I sighed into the phone. “My mother texted me again.”
The other end of the line was silent. But before I could ask if she was still there, she asked, “Have you ever considered hearing what she has to say?”
I tensed my jaw, taking a long, deep breath. “No.” The truth was, I didn’t know if Eileen really deserved it. It was always the same thing every time.
“I know it’s not what you want to hear, but maybe you should?” Her suggestion sounded more like a question.
“You’re right.” I huffed, almost regretting telling her about my mother’s illness. “It’s not what I want to hear.”
I could imagine what she looked like. She was probably biting her lip, one arm crossed over her body resting on her waist as she thought about how to respond. I’d seen it before when she was nervous and didn’t know what to say.
“What if she’s getting sober?”
The thought had crossed my mind. But it always ended in the same reality: Eileen Lawson couldn’t get sober. Kacey and Ryker had been trying to get her into a program for the last three years. And even if she went, she always relapsed. She never lasted more than two weeks sober.

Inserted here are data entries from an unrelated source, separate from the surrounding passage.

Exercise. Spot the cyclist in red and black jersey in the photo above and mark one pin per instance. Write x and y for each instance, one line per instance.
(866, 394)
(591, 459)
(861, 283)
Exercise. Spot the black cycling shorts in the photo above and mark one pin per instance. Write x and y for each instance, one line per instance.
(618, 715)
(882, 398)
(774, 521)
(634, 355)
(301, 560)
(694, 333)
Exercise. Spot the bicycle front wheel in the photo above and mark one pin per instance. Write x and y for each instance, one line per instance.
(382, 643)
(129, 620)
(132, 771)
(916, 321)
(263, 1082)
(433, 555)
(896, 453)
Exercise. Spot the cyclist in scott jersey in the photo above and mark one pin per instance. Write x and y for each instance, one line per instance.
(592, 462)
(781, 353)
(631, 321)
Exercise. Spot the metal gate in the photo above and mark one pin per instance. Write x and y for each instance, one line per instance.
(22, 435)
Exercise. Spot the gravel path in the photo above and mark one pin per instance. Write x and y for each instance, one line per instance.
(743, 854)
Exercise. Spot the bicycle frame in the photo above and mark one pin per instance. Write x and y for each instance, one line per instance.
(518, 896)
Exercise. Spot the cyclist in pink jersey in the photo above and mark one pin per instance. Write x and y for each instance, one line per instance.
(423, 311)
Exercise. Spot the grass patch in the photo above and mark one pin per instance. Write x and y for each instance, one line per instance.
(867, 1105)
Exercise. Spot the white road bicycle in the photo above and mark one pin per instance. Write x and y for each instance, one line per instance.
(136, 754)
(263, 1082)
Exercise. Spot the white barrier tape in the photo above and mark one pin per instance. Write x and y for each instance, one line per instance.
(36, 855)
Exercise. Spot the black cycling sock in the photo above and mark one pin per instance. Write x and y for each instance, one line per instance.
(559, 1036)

“I just don’t believe that, Isa.” It pained me to say it, but my mother wasn’t like Colter. She didn’t want to get better. It felt like we had done everything we possibly could to help her, but she wouldn’t accept it. I spent the better half of my childhood trying to get her to stop drinking. To talk some sense into her, make her see that we— I was struggling.
A sigh I probably wasn’t supposed to hear came from Isa. “I can’t pretend to understand what you’ve been through. Or what your siblings are still going through. I just want you to know you can talk to me about it. I’m not judging you or your mom.”
“I know.” I should have been happy she was there for me, was someone I could talk to. But I wasn’t, not really.
I could handle Eileen on my own; I didn’t need someone to help me with that. I’d been taking care of myself for the past fifteen years. I didn’t need anyone to take care of me when I was twelve, and I didn’t need anyone to take care of me now. Besides, knowing the full scope of my problems would only bring Isa down with me.
I didn’t need to be the one to dim her light.